JSTとポーランド大使館、キュリー博士に因む「羽ばたく女性研究者賞」創設

22 Sep 2021

「羽ばたく女性研究者賞」初回募集のフライヤー(JSTホームページより引用)

科学技術振興機構(JST)とポーランド大使館は9月17日、国際的に活躍が期待される若手女性研究者を支援する表彰制度「羽ばたく女性研究者賞(マリア・スクウォドフスカ=キュリー賞)」の創設を発表した。〈JST発表資料は こちら

ラジウムの発見などにより自然科学の異なる部門のノーベル賞を2回受賞し原子力科学・技術分野の発展に貢献したキュリー博士の功績に因んだもの。JSTでは、これまでもダイバーシティ推進の取組として、女子中高生向けの理系選択支援プログラムなど、女性研究者の育成・活躍を支援してきたが、「20歳台後半から30歳台前半の時期は、研究者としての活躍が最も期待されると同時に、多くの女性はライフイベントが想定される時期と重なる」ことから、日本国籍を有する博士学位取得後5年程度までの研究者や大学院生(博士後期課程)を対象とする新たな表彰制度を創設。最優秀賞受賞者には賞金50万円が贈呈され、ポーランドの研究機関訪問の機会が与えられる。初回は10月1日より募集を開始し2022年5月に受賞者を発表する予定。
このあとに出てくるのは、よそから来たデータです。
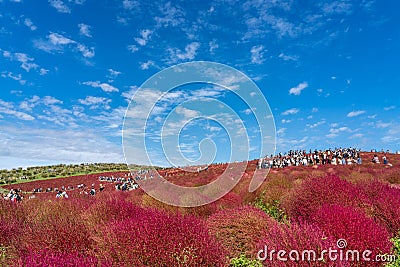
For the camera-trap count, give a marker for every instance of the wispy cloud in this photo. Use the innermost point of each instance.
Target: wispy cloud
(60, 6)
(103, 86)
(190, 52)
(95, 102)
(298, 89)
(144, 37)
(288, 57)
(28, 23)
(57, 42)
(9, 109)
(84, 30)
(146, 65)
(27, 63)
(257, 54)
(291, 111)
(389, 108)
(355, 113)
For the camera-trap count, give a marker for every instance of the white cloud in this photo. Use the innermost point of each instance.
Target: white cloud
(27, 62)
(86, 52)
(288, 57)
(127, 4)
(315, 125)
(213, 45)
(389, 108)
(60, 6)
(187, 113)
(355, 113)
(129, 94)
(171, 16)
(95, 102)
(189, 53)
(55, 146)
(9, 109)
(113, 73)
(84, 30)
(57, 42)
(257, 54)
(104, 86)
(334, 132)
(291, 111)
(28, 23)
(281, 131)
(337, 7)
(146, 65)
(49, 100)
(297, 90)
(58, 39)
(15, 77)
(132, 48)
(144, 37)
(381, 124)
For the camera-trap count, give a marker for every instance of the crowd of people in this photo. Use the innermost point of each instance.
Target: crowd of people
(337, 156)
(128, 181)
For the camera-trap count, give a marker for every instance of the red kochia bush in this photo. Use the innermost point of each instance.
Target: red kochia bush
(308, 197)
(386, 204)
(295, 238)
(360, 232)
(239, 229)
(156, 238)
(47, 258)
(56, 226)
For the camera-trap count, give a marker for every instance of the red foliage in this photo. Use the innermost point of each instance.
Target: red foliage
(155, 238)
(297, 237)
(360, 232)
(313, 193)
(386, 204)
(239, 229)
(48, 258)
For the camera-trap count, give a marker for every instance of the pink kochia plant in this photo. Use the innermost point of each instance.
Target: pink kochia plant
(386, 204)
(47, 258)
(306, 199)
(239, 229)
(302, 245)
(155, 238)
(360, 232)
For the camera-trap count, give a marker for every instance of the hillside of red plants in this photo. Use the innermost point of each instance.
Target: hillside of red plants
(295, 209)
JSTでは2019年度にデザイナー・芦田淳氏設立の基金による40歳台程度を対象とした「輝く女性研究者賞(ジュン アシダ賞)」を創設したが、濵口道成理事長は、「キュリー博士がラジウムを発見した年齢を調べてみると32歳。丁度ライフイベントがあって、皆ギブアップしそうな時期。そこに賞の対象世代を設定し、継続して仕事をしてもらえる、エンカレッジできるような賞を」と、今回の表彰制度の検討に至った経緯を述べている。また、「羽ばたく女性研究者賞」選考委員会の委員長で北米に在住し子育てしながら研究活動に取り組んだ経験を持つ岩崎明子氏(米国イェール大学教授)は、日本の女性科学者のキャリアパス支援に向け、「この賞に少しでも貢献できれば」と、期待を寄せている。